A week away in Crete: I’ve come for the archaeology and culture — little patches of Minos, ancient Greece, Byzantium and the Venetian Republic are scattered around this most southern sentinel of Europe. It hasn’t gone quite as I’d hoped; when it comes to monuments, the Greek rule seems to be ‘close early, close often’. But I’ve much enjoyed the food, a just-swimmable sea, and the benign, gracious hospitality of the locals. At first sight, like much of the eastern Mediterranean, Crete appears to be a matriarchy. Stern women in black still dominate village squares; they travel on tiny, exhausted donkeys as they always have done, whacking them with walking sticks; and they seem to run all the shops, tavernas and businesses. But look harder and you find the men. The elderly men, in particular, sit around at the back of tavernas or under the shade of awnings, apparently doing nothing at all except smiling. Sometimes they are embroiled in arguments, mostly about football. More often they sit silently, gazing into the middle distance. When the time comes, I think I want to be an old Greek man.
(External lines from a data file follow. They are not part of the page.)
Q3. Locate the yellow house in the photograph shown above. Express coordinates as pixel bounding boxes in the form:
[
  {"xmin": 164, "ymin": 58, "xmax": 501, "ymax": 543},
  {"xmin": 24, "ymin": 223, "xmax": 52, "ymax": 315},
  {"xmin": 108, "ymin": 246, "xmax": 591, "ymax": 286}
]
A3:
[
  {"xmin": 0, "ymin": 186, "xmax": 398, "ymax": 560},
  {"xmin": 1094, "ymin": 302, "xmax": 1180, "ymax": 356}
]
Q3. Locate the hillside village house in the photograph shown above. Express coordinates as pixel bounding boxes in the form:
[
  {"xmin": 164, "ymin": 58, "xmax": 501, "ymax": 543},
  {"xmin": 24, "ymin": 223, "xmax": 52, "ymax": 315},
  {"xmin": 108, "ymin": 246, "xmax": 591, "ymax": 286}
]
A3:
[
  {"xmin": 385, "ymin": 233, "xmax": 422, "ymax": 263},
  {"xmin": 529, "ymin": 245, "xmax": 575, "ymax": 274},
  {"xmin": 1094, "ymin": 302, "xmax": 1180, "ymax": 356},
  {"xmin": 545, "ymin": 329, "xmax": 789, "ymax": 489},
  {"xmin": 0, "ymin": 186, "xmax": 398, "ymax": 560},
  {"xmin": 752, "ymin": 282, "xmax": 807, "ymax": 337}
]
They reminded me of an Edwardian Punch cartoon, the magazine at its most patronising. A ‘kind lady’ is visiting the oldest inhabitant of the village, and asks him how he keeps himself busy. ‘Well, ma’am,’ he answers, ‘sometimes I sits and thinks… And then again, sometimes, I just sits.’ It struck me that this is, I suppose, more or less what the Dear Leader, DC, is hoping to achieve during his yoga break on Lanzarote. But do we want our leaders to be seeking ‘mindfulness’? Better than mindlessness, I suppose, but these retreats rarely seem to go down well with an irritable and practical-minded public. Do you remember something about Tony Blair, meditation and hot tubs in Mexico?
Anyway, despite the ruined towns and fortresses, modern Crete, like modern anywhere hot, is far more marked by mass tourism than by thousands of years of rising and falling empires.